Electronic – Is this matrix-vector multiplication function in VHDL parallelized


I have the following VHDL function that multiples a given mxn matrix a by a nx1 vector b:

function matrix_multiply_by_vector(a: integer_matrix; b: integer_vector; m: integer; n: integer)
return integer_vector is variable c : integer_vector(m-1 downto 0) := (others => 0);
    for i in 0 to m-1 loop
        for j in 0 to n-1 loop
            c(i) := c(i) + (a(i,j) * b(j));
        end loop;
    end loop;
    return c;
end matrix_multiply_by_vector;

It works well but what does this actually implement in hardware? Specifically, what I want to know is if it is smart enough to realize that it can parallelize the inner for loop, essentially computing a dot product for each row of the matrix. If not, what is the simplest (i.e. nice syntax) way to parallelize matrix-vector multiplication?

Best Answer

In 'hardware' (VHDL or Verilog) all loops are unrolled and executed in parallel.

Thus not only your inner loop, also your outer loop is unrolled.

That is also the reason why the loop size must be known at compile time.
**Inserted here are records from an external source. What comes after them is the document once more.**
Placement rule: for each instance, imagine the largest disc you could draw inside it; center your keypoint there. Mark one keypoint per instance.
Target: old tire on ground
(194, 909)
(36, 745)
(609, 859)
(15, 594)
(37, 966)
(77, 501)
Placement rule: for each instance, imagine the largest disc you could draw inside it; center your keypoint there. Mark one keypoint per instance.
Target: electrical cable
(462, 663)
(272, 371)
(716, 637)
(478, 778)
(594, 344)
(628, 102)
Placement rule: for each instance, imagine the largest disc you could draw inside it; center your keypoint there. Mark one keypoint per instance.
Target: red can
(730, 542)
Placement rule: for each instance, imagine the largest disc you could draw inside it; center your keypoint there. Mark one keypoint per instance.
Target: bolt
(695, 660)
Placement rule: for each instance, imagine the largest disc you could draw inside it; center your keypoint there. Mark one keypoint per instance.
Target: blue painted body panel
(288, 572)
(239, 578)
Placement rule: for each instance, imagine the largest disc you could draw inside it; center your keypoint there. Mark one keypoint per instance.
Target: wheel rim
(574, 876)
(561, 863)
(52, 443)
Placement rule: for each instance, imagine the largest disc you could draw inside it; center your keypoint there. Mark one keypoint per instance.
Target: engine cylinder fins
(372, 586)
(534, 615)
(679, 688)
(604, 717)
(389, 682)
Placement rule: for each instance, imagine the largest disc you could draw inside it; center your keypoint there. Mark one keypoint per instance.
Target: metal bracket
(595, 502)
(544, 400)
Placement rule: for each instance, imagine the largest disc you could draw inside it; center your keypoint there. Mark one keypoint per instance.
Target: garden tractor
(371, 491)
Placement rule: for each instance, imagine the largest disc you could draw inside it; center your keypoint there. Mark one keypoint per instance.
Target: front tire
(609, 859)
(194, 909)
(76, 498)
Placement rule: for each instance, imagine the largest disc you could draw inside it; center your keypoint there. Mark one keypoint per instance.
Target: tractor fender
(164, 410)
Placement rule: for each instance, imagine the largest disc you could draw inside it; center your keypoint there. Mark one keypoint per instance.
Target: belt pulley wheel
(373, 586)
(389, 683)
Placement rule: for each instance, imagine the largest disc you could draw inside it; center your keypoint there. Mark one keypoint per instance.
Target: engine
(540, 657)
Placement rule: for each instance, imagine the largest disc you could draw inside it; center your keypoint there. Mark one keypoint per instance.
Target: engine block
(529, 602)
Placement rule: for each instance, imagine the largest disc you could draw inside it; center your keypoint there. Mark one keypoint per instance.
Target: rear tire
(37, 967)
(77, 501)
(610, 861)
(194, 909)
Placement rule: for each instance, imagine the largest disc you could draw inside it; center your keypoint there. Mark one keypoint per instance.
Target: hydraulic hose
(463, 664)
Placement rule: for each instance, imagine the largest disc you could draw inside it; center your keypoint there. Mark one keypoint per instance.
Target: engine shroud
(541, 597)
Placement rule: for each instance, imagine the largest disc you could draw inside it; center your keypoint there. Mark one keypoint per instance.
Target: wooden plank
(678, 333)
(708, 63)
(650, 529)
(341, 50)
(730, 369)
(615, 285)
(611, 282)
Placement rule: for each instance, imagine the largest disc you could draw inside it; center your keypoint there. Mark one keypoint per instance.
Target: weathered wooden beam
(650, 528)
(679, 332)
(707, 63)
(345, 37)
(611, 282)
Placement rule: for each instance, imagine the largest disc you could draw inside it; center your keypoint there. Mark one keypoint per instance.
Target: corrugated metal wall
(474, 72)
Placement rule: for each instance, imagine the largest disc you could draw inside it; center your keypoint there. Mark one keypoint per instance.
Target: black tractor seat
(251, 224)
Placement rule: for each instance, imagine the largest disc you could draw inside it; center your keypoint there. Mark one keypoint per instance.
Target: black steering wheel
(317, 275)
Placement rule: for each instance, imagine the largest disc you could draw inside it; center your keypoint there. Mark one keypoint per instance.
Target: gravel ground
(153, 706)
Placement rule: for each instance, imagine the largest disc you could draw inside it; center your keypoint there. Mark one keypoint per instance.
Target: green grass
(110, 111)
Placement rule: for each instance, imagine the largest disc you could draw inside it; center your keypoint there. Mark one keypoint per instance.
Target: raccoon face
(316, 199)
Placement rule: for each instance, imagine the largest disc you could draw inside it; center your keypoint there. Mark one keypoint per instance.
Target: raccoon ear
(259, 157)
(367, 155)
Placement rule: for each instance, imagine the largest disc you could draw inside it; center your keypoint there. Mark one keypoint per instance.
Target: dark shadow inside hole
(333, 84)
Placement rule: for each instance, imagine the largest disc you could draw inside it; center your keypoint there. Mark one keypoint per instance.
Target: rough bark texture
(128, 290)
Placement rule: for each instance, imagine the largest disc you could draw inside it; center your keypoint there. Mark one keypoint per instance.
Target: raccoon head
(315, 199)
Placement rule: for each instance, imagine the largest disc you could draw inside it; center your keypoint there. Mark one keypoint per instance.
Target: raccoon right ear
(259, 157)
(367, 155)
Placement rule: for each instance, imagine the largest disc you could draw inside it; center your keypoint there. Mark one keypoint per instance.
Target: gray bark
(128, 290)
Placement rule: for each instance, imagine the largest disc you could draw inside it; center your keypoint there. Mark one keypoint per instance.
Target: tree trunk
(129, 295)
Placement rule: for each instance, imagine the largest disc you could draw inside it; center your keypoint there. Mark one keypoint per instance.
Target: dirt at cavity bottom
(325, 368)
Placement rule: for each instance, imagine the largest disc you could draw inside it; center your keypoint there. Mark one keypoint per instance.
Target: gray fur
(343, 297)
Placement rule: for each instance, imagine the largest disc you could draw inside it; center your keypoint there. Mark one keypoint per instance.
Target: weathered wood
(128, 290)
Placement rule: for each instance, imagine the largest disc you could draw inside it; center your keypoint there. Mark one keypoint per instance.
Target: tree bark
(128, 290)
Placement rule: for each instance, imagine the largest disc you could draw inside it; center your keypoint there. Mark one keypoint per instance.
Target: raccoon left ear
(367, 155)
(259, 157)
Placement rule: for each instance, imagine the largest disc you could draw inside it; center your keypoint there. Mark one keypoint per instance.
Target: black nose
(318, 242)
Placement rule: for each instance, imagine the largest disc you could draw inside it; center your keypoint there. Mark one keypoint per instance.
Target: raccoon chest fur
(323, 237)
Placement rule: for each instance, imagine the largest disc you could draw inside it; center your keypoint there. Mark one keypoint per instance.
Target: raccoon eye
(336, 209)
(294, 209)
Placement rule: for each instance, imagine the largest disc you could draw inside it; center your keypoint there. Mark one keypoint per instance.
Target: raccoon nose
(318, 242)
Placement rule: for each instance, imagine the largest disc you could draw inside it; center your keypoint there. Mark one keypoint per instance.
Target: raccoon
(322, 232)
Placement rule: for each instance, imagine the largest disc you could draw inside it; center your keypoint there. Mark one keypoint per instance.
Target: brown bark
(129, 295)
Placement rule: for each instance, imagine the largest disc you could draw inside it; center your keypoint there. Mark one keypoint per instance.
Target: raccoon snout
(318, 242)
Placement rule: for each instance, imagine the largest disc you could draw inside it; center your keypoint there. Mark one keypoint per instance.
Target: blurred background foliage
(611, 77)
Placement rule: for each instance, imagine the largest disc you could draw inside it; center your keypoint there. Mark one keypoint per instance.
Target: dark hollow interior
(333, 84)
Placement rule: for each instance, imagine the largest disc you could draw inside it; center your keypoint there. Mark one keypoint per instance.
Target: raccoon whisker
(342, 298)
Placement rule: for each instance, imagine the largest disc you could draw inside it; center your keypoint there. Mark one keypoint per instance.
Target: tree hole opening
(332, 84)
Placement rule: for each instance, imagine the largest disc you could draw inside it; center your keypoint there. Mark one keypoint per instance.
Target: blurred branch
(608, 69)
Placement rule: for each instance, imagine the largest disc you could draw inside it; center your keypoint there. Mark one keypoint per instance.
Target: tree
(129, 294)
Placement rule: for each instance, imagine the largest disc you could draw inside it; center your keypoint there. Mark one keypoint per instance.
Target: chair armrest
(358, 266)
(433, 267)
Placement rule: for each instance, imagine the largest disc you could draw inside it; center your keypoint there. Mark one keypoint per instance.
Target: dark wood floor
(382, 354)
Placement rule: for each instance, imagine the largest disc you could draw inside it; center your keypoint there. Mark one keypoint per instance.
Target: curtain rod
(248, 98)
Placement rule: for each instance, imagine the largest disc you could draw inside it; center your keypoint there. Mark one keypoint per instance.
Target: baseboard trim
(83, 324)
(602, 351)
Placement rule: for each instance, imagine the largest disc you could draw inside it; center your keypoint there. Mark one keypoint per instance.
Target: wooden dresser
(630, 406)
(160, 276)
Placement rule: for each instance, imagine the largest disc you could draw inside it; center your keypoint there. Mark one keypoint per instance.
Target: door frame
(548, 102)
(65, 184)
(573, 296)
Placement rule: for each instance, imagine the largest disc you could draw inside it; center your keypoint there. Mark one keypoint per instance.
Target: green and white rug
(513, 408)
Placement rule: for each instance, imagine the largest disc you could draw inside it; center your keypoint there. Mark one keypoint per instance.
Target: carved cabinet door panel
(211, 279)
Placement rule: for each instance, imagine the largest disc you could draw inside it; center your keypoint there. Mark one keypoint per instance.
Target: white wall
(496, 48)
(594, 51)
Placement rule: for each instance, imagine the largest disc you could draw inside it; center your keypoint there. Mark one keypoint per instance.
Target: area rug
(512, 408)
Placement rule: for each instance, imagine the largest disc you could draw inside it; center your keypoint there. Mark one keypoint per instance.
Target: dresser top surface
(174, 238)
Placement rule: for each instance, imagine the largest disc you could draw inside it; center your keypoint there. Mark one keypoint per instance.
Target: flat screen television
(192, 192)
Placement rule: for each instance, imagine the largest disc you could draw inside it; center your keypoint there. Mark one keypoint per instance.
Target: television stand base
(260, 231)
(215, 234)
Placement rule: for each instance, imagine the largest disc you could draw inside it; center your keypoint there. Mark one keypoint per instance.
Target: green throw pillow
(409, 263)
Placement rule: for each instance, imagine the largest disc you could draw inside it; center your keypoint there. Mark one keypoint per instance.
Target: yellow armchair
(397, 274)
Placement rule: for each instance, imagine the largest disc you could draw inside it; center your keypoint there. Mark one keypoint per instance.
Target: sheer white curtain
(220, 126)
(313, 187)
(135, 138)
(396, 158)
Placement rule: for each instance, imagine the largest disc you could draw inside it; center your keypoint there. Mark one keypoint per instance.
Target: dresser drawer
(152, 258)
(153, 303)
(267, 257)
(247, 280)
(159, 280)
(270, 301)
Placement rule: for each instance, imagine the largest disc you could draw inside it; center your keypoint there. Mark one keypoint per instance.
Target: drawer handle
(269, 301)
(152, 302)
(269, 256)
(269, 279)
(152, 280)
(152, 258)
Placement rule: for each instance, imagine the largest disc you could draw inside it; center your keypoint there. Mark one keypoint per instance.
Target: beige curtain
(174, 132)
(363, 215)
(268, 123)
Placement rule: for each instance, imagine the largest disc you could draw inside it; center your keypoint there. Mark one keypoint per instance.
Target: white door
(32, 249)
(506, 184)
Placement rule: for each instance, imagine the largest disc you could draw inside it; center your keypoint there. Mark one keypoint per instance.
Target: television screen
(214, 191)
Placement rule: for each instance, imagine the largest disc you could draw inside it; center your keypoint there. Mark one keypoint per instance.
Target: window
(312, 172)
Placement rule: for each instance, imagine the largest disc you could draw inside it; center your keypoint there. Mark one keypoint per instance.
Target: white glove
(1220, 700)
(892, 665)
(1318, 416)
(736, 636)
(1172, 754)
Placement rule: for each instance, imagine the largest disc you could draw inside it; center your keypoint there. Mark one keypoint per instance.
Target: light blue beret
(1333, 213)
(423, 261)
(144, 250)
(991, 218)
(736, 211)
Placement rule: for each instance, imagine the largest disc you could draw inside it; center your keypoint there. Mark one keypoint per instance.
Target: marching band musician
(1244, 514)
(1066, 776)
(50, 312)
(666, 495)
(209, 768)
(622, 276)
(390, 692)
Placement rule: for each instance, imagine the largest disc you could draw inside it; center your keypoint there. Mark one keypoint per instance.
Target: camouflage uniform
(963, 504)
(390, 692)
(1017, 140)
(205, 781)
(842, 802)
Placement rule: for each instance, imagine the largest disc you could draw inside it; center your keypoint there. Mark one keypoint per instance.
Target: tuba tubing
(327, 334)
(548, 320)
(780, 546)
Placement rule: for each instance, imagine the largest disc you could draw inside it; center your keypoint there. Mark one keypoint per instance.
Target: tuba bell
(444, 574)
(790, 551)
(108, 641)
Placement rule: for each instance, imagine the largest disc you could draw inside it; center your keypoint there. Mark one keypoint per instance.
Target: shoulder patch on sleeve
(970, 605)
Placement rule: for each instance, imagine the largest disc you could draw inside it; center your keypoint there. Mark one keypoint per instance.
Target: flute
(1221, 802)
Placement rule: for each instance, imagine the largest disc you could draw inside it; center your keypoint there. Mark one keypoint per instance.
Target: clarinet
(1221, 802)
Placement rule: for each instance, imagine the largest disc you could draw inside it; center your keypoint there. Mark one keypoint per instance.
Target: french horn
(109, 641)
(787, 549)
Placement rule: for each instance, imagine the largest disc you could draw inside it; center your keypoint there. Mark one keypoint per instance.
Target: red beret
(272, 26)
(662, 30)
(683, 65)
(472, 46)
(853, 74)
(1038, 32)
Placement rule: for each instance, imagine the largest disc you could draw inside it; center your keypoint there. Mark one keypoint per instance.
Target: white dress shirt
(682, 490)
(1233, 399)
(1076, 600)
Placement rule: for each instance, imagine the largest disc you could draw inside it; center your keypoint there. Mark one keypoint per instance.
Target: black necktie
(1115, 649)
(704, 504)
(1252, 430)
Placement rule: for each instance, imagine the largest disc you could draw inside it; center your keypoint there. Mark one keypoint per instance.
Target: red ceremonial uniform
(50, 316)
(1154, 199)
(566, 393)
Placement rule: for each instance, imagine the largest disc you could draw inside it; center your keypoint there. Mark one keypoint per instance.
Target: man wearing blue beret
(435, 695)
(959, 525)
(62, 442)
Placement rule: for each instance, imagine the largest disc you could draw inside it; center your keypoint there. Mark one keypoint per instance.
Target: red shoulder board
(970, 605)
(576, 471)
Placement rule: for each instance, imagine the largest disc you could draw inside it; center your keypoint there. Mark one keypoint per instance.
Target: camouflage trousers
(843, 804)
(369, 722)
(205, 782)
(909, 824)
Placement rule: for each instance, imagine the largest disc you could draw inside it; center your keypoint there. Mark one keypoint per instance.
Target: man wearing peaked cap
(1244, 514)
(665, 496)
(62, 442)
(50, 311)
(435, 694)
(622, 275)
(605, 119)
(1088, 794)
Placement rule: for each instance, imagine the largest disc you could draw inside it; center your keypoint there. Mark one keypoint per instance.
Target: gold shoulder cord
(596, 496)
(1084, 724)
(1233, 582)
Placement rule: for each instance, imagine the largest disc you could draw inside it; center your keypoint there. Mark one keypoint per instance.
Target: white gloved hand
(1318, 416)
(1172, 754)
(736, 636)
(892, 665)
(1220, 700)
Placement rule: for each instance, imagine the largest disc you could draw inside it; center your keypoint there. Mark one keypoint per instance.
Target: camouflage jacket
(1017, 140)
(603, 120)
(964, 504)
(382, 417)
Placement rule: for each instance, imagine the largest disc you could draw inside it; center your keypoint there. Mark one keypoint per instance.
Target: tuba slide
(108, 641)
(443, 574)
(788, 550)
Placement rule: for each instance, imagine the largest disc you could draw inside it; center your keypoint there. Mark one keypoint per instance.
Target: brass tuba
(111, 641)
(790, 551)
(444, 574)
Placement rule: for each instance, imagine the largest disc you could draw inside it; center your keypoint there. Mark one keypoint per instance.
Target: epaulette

When the loop length is unknown the synthesis tool will complain.

It is a well known trap for beginners coming from a SW language. They try to convert:

int a,b,c;
   c = 0;
   while (a--)
     c +=  b;

To VHDL/Verilog hardware. The problem is that it all works fine in simulation. But the synthesis tool needs to generate adders: c = b+b+b+b...b;

For that the tool needs to know how many adders to make. If a is a constant fine! (Even if it is 4.000.000. It will run out of gates but it will try!)

But if a is a variable it is lost.